If an employer wants to apply any ownership requirement other than the standard 50% requirement, for any purpose (e.g., plan aggregation or a participant’s termination of employment), that non-standard percentage must be specified in the plan document. It must be added to the plan document no later than the time the employee must elect a payment option.
Written Plan Documents
All nonqualified plans must have written plan documents. Originally, the final rules required these plans to have written documents no later than December 31, 2007. However, Notice 2007-86 extended this plan adoption deadline to December 31, 2008. New plans must have written documents no later than the last day of the plan year in which the first contribution is made or, if later, December 31, 2008.
In a notable exception to the delayed documentation deadline, a participant must document his distribution election designating the time and form of payment to be made when he first accrues a benefit under the plan (even if the benefit relates to services before the election).

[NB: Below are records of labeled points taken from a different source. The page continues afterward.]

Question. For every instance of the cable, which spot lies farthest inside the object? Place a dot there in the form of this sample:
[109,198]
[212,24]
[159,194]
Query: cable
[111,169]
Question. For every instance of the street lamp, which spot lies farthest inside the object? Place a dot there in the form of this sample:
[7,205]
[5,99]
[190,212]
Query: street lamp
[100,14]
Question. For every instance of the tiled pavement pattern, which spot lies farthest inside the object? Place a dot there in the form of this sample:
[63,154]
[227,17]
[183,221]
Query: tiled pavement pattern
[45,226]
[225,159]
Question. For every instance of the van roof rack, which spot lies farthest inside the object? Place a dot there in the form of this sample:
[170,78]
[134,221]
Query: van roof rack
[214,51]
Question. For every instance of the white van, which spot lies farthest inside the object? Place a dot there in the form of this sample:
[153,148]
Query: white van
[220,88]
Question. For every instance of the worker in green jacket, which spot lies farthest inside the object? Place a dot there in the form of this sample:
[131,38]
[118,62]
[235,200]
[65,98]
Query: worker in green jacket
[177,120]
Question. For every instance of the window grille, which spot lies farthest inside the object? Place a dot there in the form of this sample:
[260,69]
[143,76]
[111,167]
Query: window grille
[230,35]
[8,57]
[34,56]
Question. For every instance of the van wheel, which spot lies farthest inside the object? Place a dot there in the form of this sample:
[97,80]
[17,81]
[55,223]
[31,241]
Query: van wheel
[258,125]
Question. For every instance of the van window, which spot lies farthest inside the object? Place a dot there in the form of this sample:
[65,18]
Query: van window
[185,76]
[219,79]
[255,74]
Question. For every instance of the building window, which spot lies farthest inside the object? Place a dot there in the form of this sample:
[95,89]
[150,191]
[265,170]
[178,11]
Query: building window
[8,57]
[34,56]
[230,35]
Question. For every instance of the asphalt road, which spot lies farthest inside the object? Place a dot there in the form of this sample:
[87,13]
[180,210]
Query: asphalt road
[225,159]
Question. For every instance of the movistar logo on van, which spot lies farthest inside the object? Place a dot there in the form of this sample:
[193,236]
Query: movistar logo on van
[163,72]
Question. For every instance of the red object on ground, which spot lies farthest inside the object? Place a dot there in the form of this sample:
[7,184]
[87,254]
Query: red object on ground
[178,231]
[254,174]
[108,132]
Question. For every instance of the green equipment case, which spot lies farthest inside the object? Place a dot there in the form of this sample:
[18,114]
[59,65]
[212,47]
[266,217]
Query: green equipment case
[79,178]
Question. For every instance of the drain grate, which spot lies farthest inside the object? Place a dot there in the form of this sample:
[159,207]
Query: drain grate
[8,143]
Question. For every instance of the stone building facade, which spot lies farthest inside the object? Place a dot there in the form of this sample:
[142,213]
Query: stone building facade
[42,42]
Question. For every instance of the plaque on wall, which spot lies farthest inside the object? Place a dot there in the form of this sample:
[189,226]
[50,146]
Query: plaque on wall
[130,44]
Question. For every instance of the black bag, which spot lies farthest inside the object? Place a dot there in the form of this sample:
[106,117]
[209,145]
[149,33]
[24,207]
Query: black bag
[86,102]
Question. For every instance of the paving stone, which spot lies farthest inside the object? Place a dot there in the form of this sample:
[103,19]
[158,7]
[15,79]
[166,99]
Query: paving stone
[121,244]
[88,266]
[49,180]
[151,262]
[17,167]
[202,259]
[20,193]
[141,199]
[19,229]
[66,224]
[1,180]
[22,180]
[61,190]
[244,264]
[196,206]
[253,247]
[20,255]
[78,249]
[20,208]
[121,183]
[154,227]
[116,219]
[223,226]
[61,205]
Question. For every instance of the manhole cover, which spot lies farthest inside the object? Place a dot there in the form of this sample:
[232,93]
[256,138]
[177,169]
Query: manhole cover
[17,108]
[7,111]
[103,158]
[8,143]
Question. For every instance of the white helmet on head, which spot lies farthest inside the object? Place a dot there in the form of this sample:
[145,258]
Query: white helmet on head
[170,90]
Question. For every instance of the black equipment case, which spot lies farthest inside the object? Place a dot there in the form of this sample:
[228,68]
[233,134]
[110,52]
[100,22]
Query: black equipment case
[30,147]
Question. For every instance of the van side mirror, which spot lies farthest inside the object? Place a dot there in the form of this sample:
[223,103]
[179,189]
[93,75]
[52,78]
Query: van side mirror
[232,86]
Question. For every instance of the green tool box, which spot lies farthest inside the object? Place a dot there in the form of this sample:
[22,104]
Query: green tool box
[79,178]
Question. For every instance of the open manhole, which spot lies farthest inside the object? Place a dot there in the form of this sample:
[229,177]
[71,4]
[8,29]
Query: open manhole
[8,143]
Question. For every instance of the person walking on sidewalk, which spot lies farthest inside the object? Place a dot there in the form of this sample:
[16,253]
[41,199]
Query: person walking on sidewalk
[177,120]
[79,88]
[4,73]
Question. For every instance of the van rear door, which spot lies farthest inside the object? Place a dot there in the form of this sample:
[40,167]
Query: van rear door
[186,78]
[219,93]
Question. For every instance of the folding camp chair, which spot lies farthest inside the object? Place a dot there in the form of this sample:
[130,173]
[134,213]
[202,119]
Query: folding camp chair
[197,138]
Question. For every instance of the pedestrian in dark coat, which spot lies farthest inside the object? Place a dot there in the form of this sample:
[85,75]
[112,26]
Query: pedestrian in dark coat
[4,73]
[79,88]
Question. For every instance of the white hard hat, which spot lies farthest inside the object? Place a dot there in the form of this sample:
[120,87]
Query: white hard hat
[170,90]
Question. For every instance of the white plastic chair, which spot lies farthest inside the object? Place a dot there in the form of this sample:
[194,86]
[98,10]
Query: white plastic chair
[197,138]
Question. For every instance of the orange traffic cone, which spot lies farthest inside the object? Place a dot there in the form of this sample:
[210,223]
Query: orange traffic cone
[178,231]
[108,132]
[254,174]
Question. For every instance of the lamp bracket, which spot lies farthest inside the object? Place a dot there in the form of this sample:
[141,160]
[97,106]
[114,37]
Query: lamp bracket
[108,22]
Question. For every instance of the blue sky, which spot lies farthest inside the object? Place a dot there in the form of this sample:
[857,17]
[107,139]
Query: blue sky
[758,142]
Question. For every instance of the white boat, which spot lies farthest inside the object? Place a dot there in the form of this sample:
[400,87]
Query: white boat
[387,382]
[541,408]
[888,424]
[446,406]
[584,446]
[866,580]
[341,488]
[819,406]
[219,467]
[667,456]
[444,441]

The basic provisions that must be addressed in plan documents are:
The formula for determining how benefits will be earned;
The time and form of payment rules, including payment options and later changes; and
Any rules that would restrict the payment of benefits to specified “key employees.”
Since a nonqualified plan is viewed as a collection of agreements between the sponsoring employer and each individual employee, the written plan document requirement may be met by creating individual documents for each employee. The final rules do not require employers to use any specific form or format or specimen plan language to satisfy the written document requirement. In fact, a collection of documents that describe different aspects of the plan’s operation would meet this requirement. For example, an election form that adequately satisfies the three conditions above could constitute a “plan document.”
It is important to note that an existing plan that needs to be updated to comply with the new rules cannot simply be amended to state that the plan will be interpreted to be consistent with these rules and that any provision of the plan that does not comply will be of no force or effect. The plan must be amended to specifically reflect the new rules.